My suggestion is that you investigate the hardware first before looking at the
software.
Bye
Ernie
-----Original Message-----
From: Jon Hickmott [mailto:jonny AT UWO DOT CA]
Sent: Friday, April 11, 2003 5:49 PM
To: NETWORKER AT LISTMAIL.TEMPLE DOT EDU
Subject: [Networker] eventid 50 warnings while backing up a W2K cluster
SYSTEM STATE.
Our environment:
* 2 Windows 2000 advanced servers running cluster service
* Shared cluster disks attached via fiber
o Qlogic HBAs
o Brocade silkworm switch
o IBM FAStT700 Storage Array
* Networker version 6.1.3 on client and server.

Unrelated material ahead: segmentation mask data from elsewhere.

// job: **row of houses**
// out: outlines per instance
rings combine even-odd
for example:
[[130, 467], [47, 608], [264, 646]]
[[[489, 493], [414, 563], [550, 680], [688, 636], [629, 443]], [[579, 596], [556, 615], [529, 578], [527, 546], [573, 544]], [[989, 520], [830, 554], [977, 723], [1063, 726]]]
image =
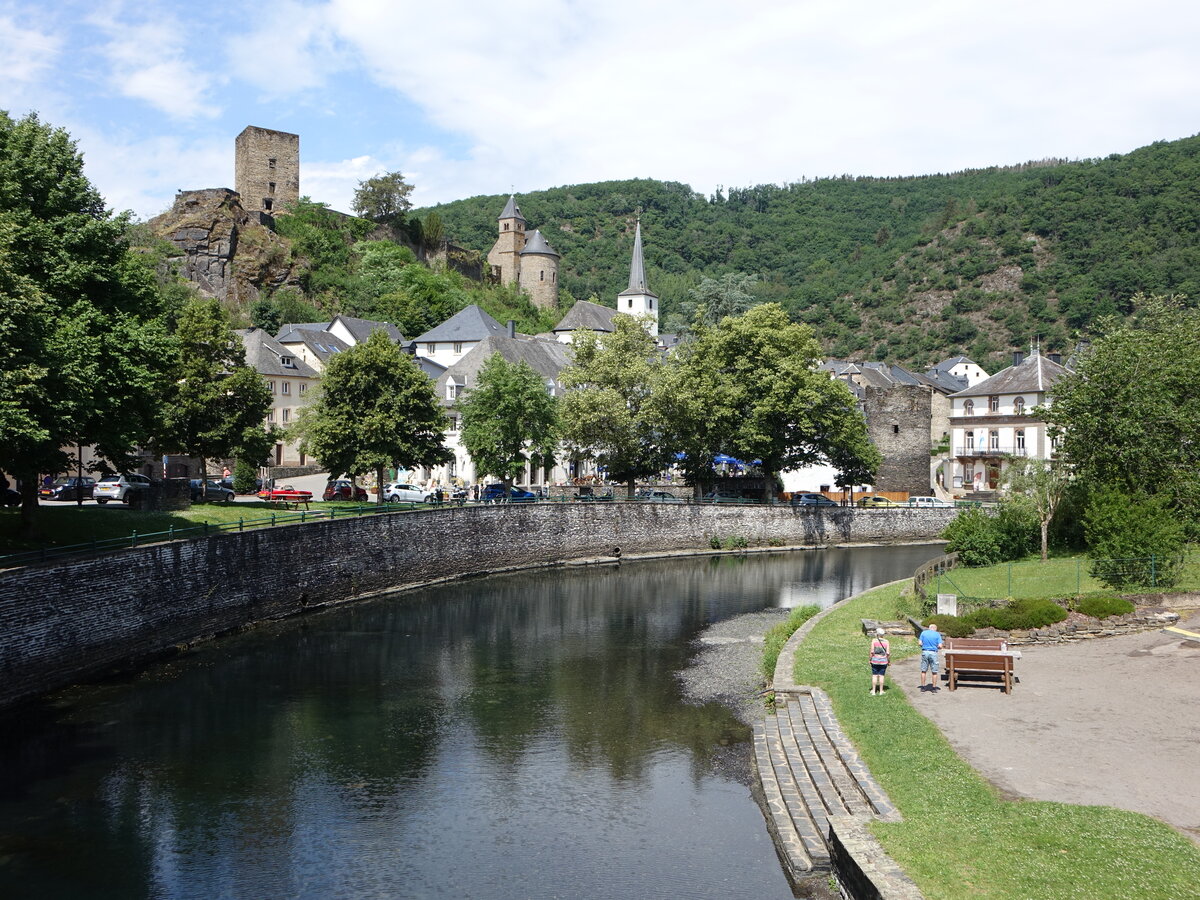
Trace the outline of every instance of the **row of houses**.
[[[524, 228], [519, 207], [510, 198], [499, 226], [506, 235]], [[506, 228], [507, 226], [507, 228]], [[540, 245], [538, 245], [540, 246]], [[446, 444], [453, 454], [445, 466], [406, 473], [414, 480], [472, 483], [480, 480], [459, 439], [455, 402], [475, 385], [493, 353], [513, 363], [525, 362], [546, 382], [553, 396], [562, 394], [560, 375], [571, 360], [570, 345], [580, 330], [614, 330], [613, 317], [639, 315], [666, 352], [674, 335], [658, 333], [658, 298], [646, 284], [641, 224], [636, 226], [629, 286], [616, 298], [616, 308], [588, 301], [576, 303], [555, 327], [538, 335], [518, 333], [510, 321], [501, 324], [478, 306], [468, 306], [424, 334], [406, 338], [395, 326], [349, 316], [328, 322], [285, 325], [278, 334], [261, 329], [240, 332], [248, 364], [267, 380], [273, 395], [267, 422], [287, 426], [295, 421], [312, 386], [329, 361], [367, 339], [376, 330], [411, 353], [434, 383], [447, 411]], [[1050, 387], [1067, 369], [1056, 354], [1014, 354], [1013, 364], [989, 376], [966, 357], [947, 359], [912, 372], [882, 362], [827, 360], [822, 368], [843, 381], [859, 401], [871, 439], [884, 462], [874, 485], [860, 490], [942, 496], [987, 496], [997, 490], [1005, 466], [1013, 459], [1053, 457], [1046, 425], [1034, 410], [1048, 402]], [[278, 466], [305, 466], [295, 442], [275, 447]], [[524, 478], [530, 486], [564, 483], [593, 475], [586, 460], [529, 461]], [[813, 466], [783, 475], [788, 491], [828, 491], [837, 483], [830, 467]]]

* Networker server platform is a Sun Solaris 8 box
Our problem
When performing a backup of the SYSTEM STATE of the Windows
2000 client (just the local disks not the cluster disks) that
is currently in charge of the cluster service we start to see
the following warnings.
eventid 50 "{Lost Delayed-Write Data} The system was
attempting to transfer file data from buffers to
\Device\HarddiskVolume4. The write operation failed, and only
some of the data may have been written to the file."
These warning occur in vast numbers and our clients lose
access to their areas on the cluster disks. The cluster
service does not fail. When manually failed over to the other
server all returns to normal for the cluster service.

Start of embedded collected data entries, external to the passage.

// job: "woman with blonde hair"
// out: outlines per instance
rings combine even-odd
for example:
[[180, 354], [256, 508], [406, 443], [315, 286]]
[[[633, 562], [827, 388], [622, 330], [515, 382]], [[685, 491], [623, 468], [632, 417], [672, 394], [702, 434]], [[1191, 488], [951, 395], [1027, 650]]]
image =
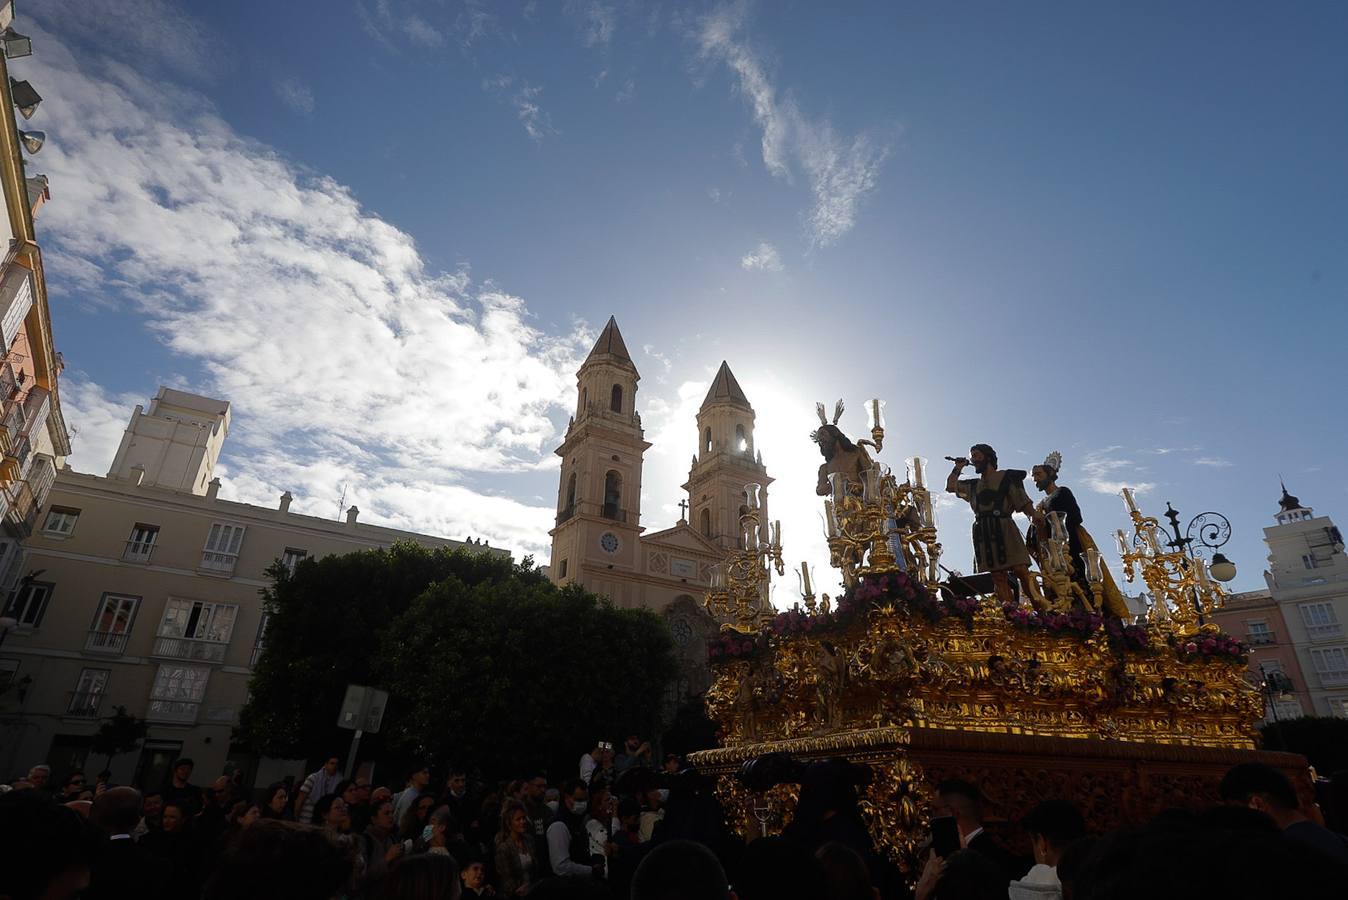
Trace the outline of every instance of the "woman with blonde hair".
[[524, 804], [509, 800], [501, 809], [496, 835], [496, 877], [503, 897], [522, 897], [534, 882], [538, 848]]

\Device\HarddiskVolume4 is one of the cluster disks which we
are not backing up. These warnings seem to have something to
do with cache on the disk. We have turned off write cache on
all disks and still the warnings come.
This problem started when we modified the fiber environment.

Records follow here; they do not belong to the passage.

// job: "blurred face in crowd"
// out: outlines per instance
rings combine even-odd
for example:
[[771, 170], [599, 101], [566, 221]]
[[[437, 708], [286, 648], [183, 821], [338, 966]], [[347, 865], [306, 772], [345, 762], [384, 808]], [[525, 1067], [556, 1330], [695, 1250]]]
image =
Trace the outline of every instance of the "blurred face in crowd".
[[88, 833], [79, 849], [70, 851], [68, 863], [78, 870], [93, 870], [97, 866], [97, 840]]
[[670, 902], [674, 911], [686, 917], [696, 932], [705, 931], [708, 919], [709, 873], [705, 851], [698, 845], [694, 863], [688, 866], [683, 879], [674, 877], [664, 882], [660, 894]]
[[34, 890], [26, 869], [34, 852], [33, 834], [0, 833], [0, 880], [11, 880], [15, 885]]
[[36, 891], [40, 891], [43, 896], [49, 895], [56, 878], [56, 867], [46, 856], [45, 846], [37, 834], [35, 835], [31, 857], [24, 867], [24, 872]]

Before the servers were directly attached to the FAStT700
storage array. Now they are attached through the brocade
switches.
My question
What goes on when NetWorker performs the SYSTEM STATE, SYSTEM
FILES and SYSTEM DB Savesets. Is there a process that may
effect the state of the disks or force out a clearing of
cache? Should we have some specific settings for these fabric
attached disks.
Thanks for any help you can give.
Jon
--
Jon Hickmott - jonny AT uwo DOT ca - NSC211c - (519) 661-2111x86025
Unix/Database administrator - ITS - UWO
"There are only 10 kinds of people in the world --
Those who understand binary, and those who don't."